Рынки сырья воспарили, и, похоже, их рост не остановится в ближайшее время. Россия дождалась своей «золотой пятилетки»
Новый год начался с ралли в сырьевых активах. В 2021-м цены на газ в Азии бьют рекорды, вверх идет цена на уголь и железнорудный концентрат. Медь тестирует ценовой уровень 8000 долларов за тонну, а это цены 2013 года. Золото в 15% от исторического максимума. И это после того, как осенью многие продовольственные товары, в первую очередь масло и зерновые, резко пошли вверх. Даже многострадальная нефть взяла отметку 55 долларов за баррель.
Сырье вновь становится популярным — спустя десять лет полного его игнорирования инвесторами. «Горячие» деньги очень долго обходили реальные активы. Инвесторы предпочитали бумаги — облигации, акции, а также недвижимость. Однако бумажные активы по адекватным ценам в мире закончились, и, похоже, напечатанные деньги прорвались на товарные рынки.
Начавшемуся ралли на рынке есть одно глобальное объяснение: инфляция доллара как реакция на бесконтрольную эмиссию. Эту инфляцию (пока) не отражает официальная статистика. Ведь основная производственная фабрика мира находится вне долларовой зоны. Фактор Китая уже не первое десятилетие позволяет удерживать инфляцию в развитых странах на низком уровне. Это отмечал в своих работах многолетний глава ФРС Алан Гринспен.
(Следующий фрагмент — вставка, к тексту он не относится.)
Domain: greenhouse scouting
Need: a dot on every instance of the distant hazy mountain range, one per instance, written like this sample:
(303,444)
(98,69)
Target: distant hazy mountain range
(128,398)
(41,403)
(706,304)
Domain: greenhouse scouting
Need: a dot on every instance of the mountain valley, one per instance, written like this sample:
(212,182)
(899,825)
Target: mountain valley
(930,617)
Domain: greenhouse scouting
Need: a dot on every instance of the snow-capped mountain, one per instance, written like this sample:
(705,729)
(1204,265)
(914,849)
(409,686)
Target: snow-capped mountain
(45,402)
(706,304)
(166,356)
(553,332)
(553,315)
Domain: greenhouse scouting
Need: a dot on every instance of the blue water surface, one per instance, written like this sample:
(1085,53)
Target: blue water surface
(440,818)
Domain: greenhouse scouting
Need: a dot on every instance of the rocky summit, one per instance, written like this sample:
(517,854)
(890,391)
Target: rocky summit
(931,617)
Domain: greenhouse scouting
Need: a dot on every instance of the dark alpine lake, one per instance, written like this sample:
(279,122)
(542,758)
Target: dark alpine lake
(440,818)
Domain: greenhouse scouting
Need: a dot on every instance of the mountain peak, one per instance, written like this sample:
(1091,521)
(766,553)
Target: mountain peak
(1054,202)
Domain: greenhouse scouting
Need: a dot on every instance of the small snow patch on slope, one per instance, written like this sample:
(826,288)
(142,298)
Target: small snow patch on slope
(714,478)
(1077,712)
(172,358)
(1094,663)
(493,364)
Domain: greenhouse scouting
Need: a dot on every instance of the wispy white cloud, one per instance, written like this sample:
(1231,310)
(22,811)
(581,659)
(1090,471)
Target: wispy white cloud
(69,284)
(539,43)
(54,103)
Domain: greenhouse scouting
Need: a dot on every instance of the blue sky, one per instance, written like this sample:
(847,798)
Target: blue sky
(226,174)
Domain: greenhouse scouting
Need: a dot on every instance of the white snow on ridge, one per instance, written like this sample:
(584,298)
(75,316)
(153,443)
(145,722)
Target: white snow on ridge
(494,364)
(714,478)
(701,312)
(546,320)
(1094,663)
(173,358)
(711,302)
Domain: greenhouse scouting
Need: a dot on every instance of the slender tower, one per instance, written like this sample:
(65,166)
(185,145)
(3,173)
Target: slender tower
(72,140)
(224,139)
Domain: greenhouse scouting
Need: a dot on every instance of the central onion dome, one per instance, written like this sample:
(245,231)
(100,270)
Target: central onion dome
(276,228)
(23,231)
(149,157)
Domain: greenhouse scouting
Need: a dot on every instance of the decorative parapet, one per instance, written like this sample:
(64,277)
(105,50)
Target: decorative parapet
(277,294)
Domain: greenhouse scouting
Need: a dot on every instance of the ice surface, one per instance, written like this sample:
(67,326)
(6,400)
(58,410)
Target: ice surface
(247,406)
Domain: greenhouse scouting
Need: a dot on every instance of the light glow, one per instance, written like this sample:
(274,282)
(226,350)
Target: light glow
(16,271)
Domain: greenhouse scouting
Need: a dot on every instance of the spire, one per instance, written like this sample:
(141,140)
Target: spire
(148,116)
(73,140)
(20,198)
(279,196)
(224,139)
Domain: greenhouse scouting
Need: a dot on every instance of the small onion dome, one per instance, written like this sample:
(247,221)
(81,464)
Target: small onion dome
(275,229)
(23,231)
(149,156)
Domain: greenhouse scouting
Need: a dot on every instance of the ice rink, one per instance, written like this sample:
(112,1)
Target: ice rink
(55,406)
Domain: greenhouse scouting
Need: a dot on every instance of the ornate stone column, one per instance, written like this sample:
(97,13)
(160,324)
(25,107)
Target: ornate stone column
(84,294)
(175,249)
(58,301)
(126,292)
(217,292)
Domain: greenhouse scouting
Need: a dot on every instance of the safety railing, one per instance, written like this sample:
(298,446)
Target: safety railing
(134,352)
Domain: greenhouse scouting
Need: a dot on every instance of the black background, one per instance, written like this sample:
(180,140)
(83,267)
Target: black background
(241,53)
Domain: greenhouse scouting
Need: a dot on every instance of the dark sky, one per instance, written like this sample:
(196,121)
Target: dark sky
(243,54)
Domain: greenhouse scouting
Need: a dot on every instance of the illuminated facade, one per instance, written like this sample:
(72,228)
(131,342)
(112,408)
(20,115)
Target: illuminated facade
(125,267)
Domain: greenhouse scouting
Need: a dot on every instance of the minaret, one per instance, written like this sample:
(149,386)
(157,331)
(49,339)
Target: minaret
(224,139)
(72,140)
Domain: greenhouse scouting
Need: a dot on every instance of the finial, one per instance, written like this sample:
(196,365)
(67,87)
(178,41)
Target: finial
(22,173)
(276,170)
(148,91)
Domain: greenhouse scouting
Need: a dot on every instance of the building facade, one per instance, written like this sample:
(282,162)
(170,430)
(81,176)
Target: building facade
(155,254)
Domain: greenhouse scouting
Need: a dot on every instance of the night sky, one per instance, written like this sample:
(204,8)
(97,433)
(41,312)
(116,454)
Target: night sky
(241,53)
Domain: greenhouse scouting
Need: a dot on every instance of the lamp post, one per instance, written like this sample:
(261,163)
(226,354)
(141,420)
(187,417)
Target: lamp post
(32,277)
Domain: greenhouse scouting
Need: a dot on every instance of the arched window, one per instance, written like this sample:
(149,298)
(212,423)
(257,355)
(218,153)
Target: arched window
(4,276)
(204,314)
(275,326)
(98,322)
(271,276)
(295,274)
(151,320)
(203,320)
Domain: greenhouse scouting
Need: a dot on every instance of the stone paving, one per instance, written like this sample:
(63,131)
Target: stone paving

В результате цены на товары в магазинах практически не растут при любой скорости печатания денег, что и приводит к подавленной измеряемой инфляции. Да и промышленные сектора практически не принимают новых денег. Но средства в рамках огромных пакетов стимулирования где-то все равно должны быть абсорбированы. И тут на первый план выходят ограниченные ресурсы. Прежде всего это фондовые рынки, земля и, конечно, ресурсы. Дело в том, что все сырьевые товары торгуются в долларах США, и у цен есть традиционная закономерность: если доллар дешевеет, то товары дорожают (см. график 1).
Если посмотреть на график Bloomberg Commodity Index, можно увидеть четкую закономерность: в среднем сырьевой цикл длился около двадцати лет и включает в себя три периода длиной шесть-семь лет. Первый — стабильность: курс доллара стабилен, цены на сырьевые товары стабильны. Второй — рост доллара и падение цен на сырье. Третий — разворот: рост сырья на падении доллара. Работает это так: стабильность создает излишек товаров, и цены на сырье скатываются вниз. Низкие цены «очищают» рынок от излишков, и в следующем шести-семилетнем цикле цена устремляется вверх.
Что первично в этой закономерности — дефицит сырья, вызывающий повышение цен и создающий дефицит торгового баланса в США и, как следствие, ослабевание доллара, или курс доллара, регулирующий себестоимость производства тех или иных товаров, сказать сложно. Вопрос этот скорее философский, однако цикличность товарных рынков очевидна.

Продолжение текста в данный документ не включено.